L'insurrection prolétarienne ne peut être un putsch, comme essaient de le faire croire les idéologues bourgeois. Elle est l'oeuvre de l'ensemble de la classe ouvrière. Pour secouer le joug du capitalisme, la seule volonté de quelques-uns, même s'il s'agit des éléments les plus clairs et déterminés de la classe, ne suffit pas. “ (...) le prolétariat insurgé ne peut compter que sur son nombre, sur sa cohésion, sur ses cadres, sur son état-major. ” (Trotsky, Histoire de la Révolution Russe, “ L'art de l'insurrection ”)
Ce degré de maturité n'avait pas été atteint, en janvier, dans la classe ouvrière en Allemagne.
Le rôle des communistes est central
Le KPD est conscient, à ce moment-là, que sa responsabilité essentielle est de pousser au renforcement de la classe ouvrière et en particulier au développement de sa conscience de la même manière que Lénine l'a fait auparavant en Russie dans ses “ Thèses d'Avril ” :
“ Travail de propagande 'et rien de plus', semblerait-il. C'est en réalité un travail révolutionnaire éminemment pratique ; car on ne saurait faire progresser une révolution qui s'est arrêtée, grisée de phrases, et qui 'marque le pas' non point à cause d'obstacles extérieurs, non point à cause de la violence qu'exercerait la bourgeoisie (...), mais à cause de l'aveugle crédulité des masses.
C'est uniquement en combattant cette aveugle crédulité (...) que nous pouvons nous dégager de l'emprise de la phraséologie révolutionnaire déchaînée et stimuler réellement aussi bien la conscience prolétarienne que la conscience des masses, leur initiative audacieuse et décidée (...). ” (Lénine, “ Les tâches du prolétariat dans notre révolution ”, point 7, avril 1917)
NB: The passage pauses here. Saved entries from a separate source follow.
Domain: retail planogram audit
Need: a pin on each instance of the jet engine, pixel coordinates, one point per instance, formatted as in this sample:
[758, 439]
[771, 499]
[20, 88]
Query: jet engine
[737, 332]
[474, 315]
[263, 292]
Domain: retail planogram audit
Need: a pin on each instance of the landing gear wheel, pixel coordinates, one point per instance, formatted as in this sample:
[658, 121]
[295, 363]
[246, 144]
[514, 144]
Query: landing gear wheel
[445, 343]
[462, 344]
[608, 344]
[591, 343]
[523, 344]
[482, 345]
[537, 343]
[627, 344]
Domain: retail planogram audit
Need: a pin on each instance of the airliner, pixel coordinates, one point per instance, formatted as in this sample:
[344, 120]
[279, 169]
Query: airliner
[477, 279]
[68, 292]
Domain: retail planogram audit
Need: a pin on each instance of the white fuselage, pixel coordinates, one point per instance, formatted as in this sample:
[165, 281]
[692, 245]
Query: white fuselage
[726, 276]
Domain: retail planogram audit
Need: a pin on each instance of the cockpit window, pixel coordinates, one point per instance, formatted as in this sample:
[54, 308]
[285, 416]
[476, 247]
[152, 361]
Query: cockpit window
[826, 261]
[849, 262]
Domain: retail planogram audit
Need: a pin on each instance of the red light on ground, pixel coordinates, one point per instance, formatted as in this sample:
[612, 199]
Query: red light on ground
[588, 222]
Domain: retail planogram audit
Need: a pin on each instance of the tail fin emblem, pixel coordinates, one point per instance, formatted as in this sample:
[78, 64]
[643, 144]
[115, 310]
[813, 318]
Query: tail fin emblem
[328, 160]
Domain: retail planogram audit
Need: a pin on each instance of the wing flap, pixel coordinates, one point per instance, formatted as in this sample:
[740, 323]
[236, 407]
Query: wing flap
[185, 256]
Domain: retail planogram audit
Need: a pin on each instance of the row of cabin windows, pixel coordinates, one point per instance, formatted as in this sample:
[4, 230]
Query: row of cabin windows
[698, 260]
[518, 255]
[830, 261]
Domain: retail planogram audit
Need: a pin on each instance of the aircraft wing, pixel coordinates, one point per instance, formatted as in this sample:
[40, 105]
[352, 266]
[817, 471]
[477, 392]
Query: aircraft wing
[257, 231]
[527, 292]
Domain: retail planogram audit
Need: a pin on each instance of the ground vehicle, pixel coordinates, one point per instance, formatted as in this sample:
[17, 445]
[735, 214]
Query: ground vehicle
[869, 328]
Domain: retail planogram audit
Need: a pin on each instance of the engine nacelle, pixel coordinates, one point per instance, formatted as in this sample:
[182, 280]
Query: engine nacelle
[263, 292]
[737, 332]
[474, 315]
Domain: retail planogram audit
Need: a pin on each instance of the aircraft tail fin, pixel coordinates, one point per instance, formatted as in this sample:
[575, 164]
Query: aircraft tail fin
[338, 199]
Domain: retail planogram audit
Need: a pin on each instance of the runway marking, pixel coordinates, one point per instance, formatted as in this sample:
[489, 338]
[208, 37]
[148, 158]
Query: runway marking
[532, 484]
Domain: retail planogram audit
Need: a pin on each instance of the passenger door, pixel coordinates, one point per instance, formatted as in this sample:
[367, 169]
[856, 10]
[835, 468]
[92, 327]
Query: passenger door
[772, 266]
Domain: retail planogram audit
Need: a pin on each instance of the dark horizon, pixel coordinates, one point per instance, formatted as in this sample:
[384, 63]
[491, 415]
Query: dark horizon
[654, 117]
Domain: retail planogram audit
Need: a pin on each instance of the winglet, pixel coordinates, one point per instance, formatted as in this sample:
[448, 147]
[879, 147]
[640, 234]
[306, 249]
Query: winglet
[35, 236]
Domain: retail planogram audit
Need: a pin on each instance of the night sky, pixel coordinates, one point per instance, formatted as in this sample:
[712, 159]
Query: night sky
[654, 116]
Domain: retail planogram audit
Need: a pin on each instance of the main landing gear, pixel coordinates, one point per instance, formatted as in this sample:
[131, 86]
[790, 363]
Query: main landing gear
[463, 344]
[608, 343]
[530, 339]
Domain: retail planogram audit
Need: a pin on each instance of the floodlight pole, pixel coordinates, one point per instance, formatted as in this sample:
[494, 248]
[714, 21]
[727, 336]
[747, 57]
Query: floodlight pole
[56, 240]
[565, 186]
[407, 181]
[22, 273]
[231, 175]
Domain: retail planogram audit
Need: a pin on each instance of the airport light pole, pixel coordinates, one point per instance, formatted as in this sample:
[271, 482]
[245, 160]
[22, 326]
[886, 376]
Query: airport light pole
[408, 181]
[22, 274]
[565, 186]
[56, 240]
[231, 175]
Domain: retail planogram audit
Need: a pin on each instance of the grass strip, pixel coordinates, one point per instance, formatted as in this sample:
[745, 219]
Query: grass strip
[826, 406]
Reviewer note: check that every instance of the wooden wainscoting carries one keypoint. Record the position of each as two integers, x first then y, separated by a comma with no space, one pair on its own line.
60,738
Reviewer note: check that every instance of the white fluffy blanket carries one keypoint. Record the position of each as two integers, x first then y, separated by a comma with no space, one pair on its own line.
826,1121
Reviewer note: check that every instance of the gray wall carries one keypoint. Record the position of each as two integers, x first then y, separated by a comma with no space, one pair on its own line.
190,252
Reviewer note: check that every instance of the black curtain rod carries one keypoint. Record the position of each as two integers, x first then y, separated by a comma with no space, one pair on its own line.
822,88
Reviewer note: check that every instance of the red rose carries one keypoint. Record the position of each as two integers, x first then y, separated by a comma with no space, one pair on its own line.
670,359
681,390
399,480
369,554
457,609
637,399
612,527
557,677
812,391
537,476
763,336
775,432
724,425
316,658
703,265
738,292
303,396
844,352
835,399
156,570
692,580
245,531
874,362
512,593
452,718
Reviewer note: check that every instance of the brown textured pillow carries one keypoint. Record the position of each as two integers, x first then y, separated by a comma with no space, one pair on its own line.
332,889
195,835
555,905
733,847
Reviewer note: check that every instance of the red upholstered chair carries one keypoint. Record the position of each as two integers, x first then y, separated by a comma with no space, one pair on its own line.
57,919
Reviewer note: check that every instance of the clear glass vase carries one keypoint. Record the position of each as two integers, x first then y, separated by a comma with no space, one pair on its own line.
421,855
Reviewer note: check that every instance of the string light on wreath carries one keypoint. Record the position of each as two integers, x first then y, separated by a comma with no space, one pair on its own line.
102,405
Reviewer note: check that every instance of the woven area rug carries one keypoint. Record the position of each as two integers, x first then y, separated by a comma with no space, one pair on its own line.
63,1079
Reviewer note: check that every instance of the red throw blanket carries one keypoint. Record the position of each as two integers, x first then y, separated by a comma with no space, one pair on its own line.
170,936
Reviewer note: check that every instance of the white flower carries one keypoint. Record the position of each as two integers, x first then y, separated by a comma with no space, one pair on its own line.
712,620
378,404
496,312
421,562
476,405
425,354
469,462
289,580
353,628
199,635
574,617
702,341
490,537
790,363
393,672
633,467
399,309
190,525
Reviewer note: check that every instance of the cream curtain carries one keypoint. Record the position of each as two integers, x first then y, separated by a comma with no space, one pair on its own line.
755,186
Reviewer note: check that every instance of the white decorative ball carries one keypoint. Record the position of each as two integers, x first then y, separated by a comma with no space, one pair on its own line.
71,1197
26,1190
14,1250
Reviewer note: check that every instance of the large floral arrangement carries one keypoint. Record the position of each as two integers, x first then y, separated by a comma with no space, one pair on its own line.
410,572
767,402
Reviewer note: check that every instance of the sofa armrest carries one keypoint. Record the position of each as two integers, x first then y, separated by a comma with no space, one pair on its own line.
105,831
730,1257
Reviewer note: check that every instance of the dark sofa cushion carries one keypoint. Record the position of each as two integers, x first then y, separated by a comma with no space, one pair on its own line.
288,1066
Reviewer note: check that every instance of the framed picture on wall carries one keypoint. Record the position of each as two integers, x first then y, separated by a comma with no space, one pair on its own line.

Lorsque le point d'ébullition est atteint, le parti doit justement “ au moment opportun surprendre l'insurrection qui monte ”, pour permettre à la classe de passer à l'insurrection au bon moment. Le prolétariat doit sentir “ au dessus de lui une direction perspicace, ferme et audacieuse ” sous la forme du parti. (Trotsky, Histoire de la Révolution Russe, “ L'art de l'insurrection ”)
Mais à la différence des Bolcheviks en juillet 1917, le KPD, en janvier 1919, ne possède pas encore suffisamment de poids pour être en mesure de peser de façon décisive sur le cours des luttes. Il ne suffit pas, en effet, que le parti ait une position juste, encore faut-il qu’il est une influence importante dans la classe. Et ce n'est pas le mouvement insurrectionnel prématuré à Berlin ni encore moins la défaite sanglante qui s'en est suivie qui vont permettre à celle-ci de se développer. La bourgeoisie, au contraire, réussit à affaiblir de façon dramatique l'avant-garde révolutionnaire en éliminant ses meilleurs militants mais également en faisant interdire son principal outil d'intervention dans la classe, Die Rote Fahne. Dans une situation où l'intervention la plus large du parti est absolument indispensable, le KPD se retrouve, pendant des semaines entières, sans pouvoir disposer de son organe de presse.
Le drame des luttes dispersées
Au cours de ses semaines, au niveau international, la classe ouvrière dans plusieurs pays affronte le capital. Alors qu'en Russie l'offensive des troupes blanches contre-révolutionnaires se renforce contre le pouvoir ouvrier, la fin de la guerre entraîne une certaine accalmie sur le front social dans les “ pays vainqueurs ”. En Angleterre et en France il y a une série de grèves, mais les luttes ne prennent pas la même orientation radicale qu'en Russie et en Allemagne. Les luttes en Allemagne et en Europe centrale restent ainsi relativement isolées de celles des autres centres industriels européens. En mars les ouvriers de Hongrie établissent une république des conseils qui est rapidement écrasée dans le sang par les troupes contre-révolutionnaires, grâce, ici encore à l’habile travail de la Social-démocratie locale.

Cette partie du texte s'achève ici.